As a general rule you shouldn't close a socket until you're certain that the send buffer has been fully flushed - you can only be sure of this once the send() call has returned and indicates that all the remaining data has gone out. I've handled this in the past by checking the send buffer when I get a zero read and if it's not empty I set a "closing" flag. In your case the sending thread would then use this as a hint to do the close once everything is flushed. This matters because if the remote end does a half-close with shutdown() then you'll get a zero read even if it might still be reading. You might not care about half closes, however, in which case your strategy above is OK.
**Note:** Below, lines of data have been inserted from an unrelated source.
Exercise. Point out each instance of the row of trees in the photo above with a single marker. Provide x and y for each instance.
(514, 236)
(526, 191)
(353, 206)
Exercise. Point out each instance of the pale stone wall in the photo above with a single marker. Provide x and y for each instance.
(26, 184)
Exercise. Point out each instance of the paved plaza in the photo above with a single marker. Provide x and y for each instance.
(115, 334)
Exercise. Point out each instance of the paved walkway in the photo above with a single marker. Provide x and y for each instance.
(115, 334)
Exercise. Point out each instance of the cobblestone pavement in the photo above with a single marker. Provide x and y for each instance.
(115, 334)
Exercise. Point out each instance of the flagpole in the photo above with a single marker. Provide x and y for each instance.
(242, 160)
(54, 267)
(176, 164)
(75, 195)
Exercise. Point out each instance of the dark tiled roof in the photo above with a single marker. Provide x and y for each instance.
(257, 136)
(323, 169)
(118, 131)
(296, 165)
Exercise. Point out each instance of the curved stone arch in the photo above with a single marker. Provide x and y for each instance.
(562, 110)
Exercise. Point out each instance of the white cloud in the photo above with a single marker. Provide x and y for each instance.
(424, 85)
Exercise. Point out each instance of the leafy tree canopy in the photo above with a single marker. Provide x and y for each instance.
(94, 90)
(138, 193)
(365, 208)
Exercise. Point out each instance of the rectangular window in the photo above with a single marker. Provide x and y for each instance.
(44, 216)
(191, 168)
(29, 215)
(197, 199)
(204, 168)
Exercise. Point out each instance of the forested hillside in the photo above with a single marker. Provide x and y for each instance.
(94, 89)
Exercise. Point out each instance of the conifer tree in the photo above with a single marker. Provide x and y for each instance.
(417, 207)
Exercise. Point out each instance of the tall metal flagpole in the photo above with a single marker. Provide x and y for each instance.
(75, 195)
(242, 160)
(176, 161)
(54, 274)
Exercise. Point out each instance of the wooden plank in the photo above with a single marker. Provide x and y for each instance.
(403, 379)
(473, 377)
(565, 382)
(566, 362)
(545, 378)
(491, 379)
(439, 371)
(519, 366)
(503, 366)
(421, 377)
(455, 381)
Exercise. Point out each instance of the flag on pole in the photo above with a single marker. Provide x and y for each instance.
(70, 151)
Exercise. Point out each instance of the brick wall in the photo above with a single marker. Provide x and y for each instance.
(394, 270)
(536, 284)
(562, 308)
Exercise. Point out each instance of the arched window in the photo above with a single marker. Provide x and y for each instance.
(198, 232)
Finally, I personally would avoid the hassle of sending and receiving threads and just have a single thread which does both - that's more or less the point of select() and poll(), to allow a single thread of execution to deal with one or more filehandles without worrying about performing an operation which blocks and starves the other connections.
Found the problem. It's with my loop. Notice that it's an infinite loop. When I don't have anymore left to send, my sentSize is 0, but I'll still loop to try to send more. At this time, the other thread has already closed this thread and so my send call for 0 bytes returns with an error.
I fixed it by changing the loop to stop looping when sentSize is 0 and it fixed the problem!